With so many loud voices clamouring to be heard in the Brexit debate, there is a risk we will fail to consider those that cannot speak at all – animals. But voting to leave the European Union could have a profound effect on their welfare. Britain has a reputation as a nation of animal lovers, but over the past decade our lawmakers have lagged behind Europe’s in protecting them from harm.

… we have become increasingly reliant on Brussels for strong regulations to protect farmed animals. We have Europe to thank for Britain getting welfare laws for farmed pigs and chickens, such as banning barren cages for battery hens in 2012 and sow stalls – which kept pigs unable to move for most of their lives – in 2013.

Another factor in this debate is what happens to the annual £2.4bn EU subsidies to British farmers in the event of Brexit, around 53% of their incomes, and what that means for farmed animals. If Britain leaves, that subsidy goes, as does farmers’ easy access to the single market. Farming minister George Eustice said in February that the government would pay a subsidy in the case of Brexit. It is unclear how he can promise this, especially as his boss, the prime minister, is still sticking to the line that he has no contingency plans for leaving the EU.

If farmers did end up getting fewer subsidies post-Brexit, the implications for animal rights are poor. Animal farmers are not monsters, and many farms just want to do the right thing – I was raised on one. But as the author Upton Sinclair once said: “It is difficult to get a man to understand something when his salary depends upon his not understanding it.”


That last sentence says it all, really. These people have no shame.

7 comments:

Rich Tee said...

"but over the past decade our lawmakers have lagged behind Europe’s in protecting them from harm"

Yes, because if the EU is making the laws at a supra-national level then there is no point in making them again at a national level.

L fairfax said...

When Tony Blair introduced stricter standards for looking after pigs, pork production fell in the UK because it was hit by imports from the EU.
Outside the EU, we could (if desired lets not debate whether or not it is) insist on very high standards and only let foreign suppliers sell to us if they met them.

Mark Wadsworth said...

RT exactly

LF exactly.

Dinero said...

This BBC interview with Obama.

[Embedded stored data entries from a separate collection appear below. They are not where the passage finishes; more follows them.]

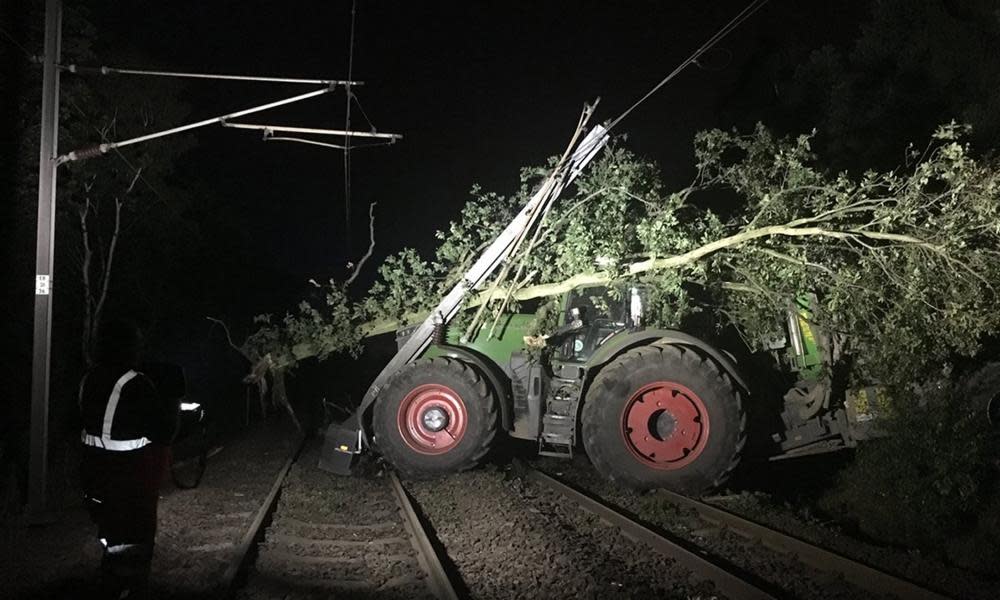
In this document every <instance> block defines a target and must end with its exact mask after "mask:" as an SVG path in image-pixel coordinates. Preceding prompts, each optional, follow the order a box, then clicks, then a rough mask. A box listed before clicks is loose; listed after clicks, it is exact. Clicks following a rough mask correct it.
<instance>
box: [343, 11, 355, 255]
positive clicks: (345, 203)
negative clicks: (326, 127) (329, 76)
mask: <svg viewBox="0 0 1000 600" xmlns="http://www.w3.org/2000/svg"><path fill="white" fill-rule="evenodd" d="M357 15H358V0H351V38H350V42H349V43H348V48H347V78H348V79H350V78H351V77H354V26H355V24H356V23H357ZM344 91H345V92H346V93H347V102H346V106H345V109H344V130H346V131H350V129H351V98H352V97H354V91H353V90H351V86H350V85H348V86H346V87H345V88H344ZM344 244H345V245H346V246H347V253H348V254H350V252H351V138H350V137H347V136H344Z"/></svg>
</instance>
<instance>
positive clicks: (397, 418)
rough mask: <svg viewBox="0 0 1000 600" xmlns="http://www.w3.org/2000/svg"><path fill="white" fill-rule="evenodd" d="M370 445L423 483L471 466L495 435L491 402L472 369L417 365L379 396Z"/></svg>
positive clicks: (432, 364) (491, 403) (394, 377)
mask: <svg viewBox="0 0 1000 600" xmlns="http://www.w3.org/2000/svg"><path fill="white" fill-rule="evenodd" d="M372 419H373V420H372V427H373V429H374V431H375V445H376V446H377V448H378V450H379V451H380V452H381V453H382V455H383V456H384V457H385V458H386V459H388V461H389V462H390V463H392V465H393V466H394V467H396V468H397V469H398V470H399V471H400V472H401V473H403V474H405V475H407V476H409V477H417V478H426V477H435V476H438V475H443V474H446V473H453V472H456V471H462V470H465V469H469V468H471V467H473V466H475V465H476V464H477V463H478V462H479V461H480V459H482V458H483V456H485V455H486V453H487V452H488V451H489V449H490V445H491V444H492V442H493V439H494V437H495V436H496V428H497V409H496V398H495V396H494V393H493V391H492V390H491V389H490V388H489V386H488V385H487V383H486V381H485V379H484V378H483V377H482V375H481V374H480V373H479V372H478V371H477V370H476V369H475V368H474V367H472V366H470V365H468V364H466V363H463V362H461V361H458V360H454V359H451V358H432V359H429V360H419V361H416V362H414V363H411V364H409V365H407V366H406V367H404V368H403V369H401V370H400V371H399V372H398V373H397V374H396V375H395V377H393V378H392V380H390V381H389V383H388V384H387V385H386V386H385V388H384V389H383V390H382V392H381V393H379V397H378V400H377V401H376V403H375V410H374V413H373V417H372Z"/></svg>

The chairs are so small, it looks like a children's library , there's no explanation on the page.
http://www.bbc.co.uk/news/uk-36124343

View from the Solent said...

"... what happens to the annual £2.4bn EU subsidies to British farmers...?"

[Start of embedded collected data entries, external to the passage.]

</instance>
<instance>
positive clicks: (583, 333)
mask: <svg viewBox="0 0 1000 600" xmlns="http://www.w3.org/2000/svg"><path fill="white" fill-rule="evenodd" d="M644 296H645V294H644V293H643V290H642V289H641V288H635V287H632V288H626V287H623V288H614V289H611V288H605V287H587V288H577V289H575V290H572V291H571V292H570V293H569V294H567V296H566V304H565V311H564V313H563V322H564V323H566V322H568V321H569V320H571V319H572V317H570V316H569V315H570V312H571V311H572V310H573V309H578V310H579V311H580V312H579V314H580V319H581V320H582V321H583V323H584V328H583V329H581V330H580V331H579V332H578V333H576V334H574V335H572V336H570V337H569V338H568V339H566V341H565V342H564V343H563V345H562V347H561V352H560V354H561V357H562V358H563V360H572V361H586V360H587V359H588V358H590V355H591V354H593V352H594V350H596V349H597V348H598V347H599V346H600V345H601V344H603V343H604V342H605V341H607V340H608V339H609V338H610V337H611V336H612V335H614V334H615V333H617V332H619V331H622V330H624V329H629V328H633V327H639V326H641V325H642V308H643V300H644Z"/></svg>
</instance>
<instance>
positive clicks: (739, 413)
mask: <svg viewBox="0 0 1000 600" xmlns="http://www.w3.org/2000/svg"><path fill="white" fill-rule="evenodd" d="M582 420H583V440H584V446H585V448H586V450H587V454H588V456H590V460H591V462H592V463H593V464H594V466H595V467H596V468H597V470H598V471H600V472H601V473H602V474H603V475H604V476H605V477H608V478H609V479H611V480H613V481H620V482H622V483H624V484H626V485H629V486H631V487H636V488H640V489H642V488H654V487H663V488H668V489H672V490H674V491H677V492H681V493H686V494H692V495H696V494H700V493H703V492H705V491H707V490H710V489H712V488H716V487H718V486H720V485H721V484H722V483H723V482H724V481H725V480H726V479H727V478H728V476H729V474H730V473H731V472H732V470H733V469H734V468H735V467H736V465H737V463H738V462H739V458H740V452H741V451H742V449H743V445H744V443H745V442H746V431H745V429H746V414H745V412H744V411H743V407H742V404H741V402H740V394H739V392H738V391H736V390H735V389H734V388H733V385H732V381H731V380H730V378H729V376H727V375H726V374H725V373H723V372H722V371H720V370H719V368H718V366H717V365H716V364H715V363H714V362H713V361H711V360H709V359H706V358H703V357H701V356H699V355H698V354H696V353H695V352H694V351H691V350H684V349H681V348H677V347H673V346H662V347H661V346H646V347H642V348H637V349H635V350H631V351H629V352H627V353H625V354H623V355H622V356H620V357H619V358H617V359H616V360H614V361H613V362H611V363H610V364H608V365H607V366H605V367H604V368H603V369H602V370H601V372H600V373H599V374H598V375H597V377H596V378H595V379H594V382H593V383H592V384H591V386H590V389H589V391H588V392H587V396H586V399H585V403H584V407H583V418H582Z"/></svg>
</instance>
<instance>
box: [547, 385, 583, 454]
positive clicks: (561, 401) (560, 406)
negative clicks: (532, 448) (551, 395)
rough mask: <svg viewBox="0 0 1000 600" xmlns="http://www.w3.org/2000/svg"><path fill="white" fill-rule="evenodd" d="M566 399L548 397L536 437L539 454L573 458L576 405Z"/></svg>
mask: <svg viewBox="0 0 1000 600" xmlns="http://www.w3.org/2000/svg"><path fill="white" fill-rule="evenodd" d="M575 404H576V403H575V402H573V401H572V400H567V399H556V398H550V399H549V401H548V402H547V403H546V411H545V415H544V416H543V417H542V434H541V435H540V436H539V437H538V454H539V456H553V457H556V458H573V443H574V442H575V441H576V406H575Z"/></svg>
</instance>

It is, of course, just some of our own money being grudgingly given back.

The Stigler said...

What L Fairfax said

No other country I can think of has such a Disneyfied view of animals* as the UK. We ban the production of foie gras here, but thankfully the French still produce it.

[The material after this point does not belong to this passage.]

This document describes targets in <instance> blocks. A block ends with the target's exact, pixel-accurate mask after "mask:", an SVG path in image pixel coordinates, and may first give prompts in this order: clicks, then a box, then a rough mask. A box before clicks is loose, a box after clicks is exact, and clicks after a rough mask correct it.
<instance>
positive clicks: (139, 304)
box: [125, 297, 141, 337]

I can get into a debate about the value of trade or maybe of common standards about things. The EU deciding to use GSM as a phone standard is a good thing the EU did. The EU clamping down on governments forming an airline cartel was a good thing. But this sort of crap is irritating for it's utter vacuousness. Animal rights, women's rights, employment rights? We could just introduce it all as national laws in hours.

Mark Wadsworth said...

Din, good one, I have posted.

VFTS, a) that and b) subsidies to landowners are the very worst kind of subsidies.

TS, this isn't about the EU clamping down (let us assume for sake of argument that EU animal welfare standards are 'about right' which is a moral not an economic question), the British government can just continue applying the legislation after Brexit, if that makes life easier for everybody. Or we might be stricter, or less strict, but fucking hell.